= Alan Ramage =

English cricketer (born 1957)

Alan Ramage (born 29 November 1957) is an English former first-class cricketer, who played for Yorkshire County Cricket Club, Northern Transvaal and the Minor Counties.

A right arm fast bowler, he took 44 wickets at 37.47 in first-class cricket, with a best of 5 for 65 and scored 219 runs, batting left-handed, at 16.84 with a top score of 52. He began his cricket as a batsman, and was picked to represent England Under 15s at the age of twelve, but developed his fast bowling as he matured.
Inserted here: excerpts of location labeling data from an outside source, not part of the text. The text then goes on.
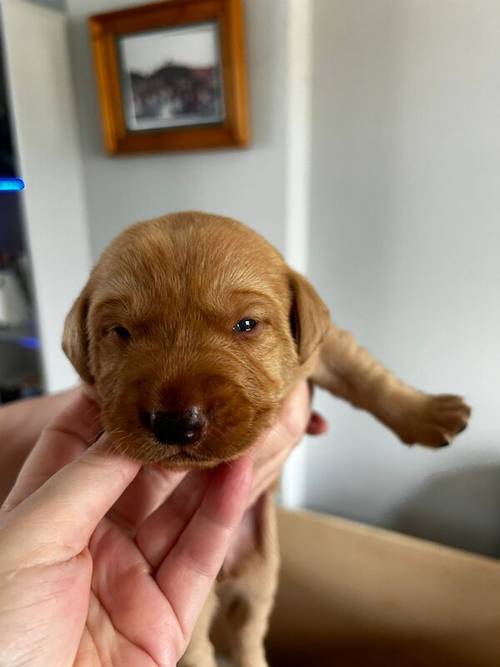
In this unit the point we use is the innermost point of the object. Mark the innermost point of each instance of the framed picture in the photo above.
(172, 76)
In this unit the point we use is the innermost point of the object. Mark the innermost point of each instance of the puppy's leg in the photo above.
(348, 371)
(200, 652)
(248, 595)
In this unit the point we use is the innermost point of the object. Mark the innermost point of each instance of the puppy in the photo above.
(191, 331)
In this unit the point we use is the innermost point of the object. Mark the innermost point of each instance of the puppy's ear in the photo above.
(75, 337)
(309, 317)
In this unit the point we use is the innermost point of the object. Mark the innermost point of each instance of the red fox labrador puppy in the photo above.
(191, 331)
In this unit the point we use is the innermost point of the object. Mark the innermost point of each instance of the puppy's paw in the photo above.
(434, 420)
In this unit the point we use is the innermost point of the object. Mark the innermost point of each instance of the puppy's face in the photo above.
(191, 330)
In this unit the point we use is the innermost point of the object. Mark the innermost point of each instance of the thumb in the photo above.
(56, 522)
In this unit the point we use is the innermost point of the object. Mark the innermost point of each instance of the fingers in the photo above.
(188, 572)
(157, 535)
(63, 439)
(56, 522)
(147, 492)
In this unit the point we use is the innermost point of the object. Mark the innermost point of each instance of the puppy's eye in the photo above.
(121, 332)
(244, 326)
In thirty seven one day matches, he took 31 wickets at 39.90, and scored 184 runs at 18.40, with a highest score of 32 not out.

Ramage first played for Yorkshire, in the John Player League in 1975. He played seven one day games before making his first-class debut for his native county against Cambridge University in June 1979. He made sporadic appearances until his twenty third and final first-class match, against Nottinghamshire in July 1983. He bowled hostile spells, but never cemented a permanent place in a strong Yorkshire seam bowling attack, which also included Chris Old, Graham Stevenson and Arnie Sidebottom.

He played for Northern Transvaal against Natal in a one-day game in December 1982, having joined the Berea Park Club in Pretoria, South Africa, as their overseas professional, and for the Minor Counties in two Benson & Hedges Cup matches in 1984.

Ramage combined with cricket career with appearances for Middlesbrough F.C. between 1975 and 1980. He made his debut as an 18-year-old substitute at Villa Park under the management of Jack Charlton, and made a total of seventy seven appearances for the first team. He was transferred to Derby County in 1980.

He now runs a successful energy inspector business.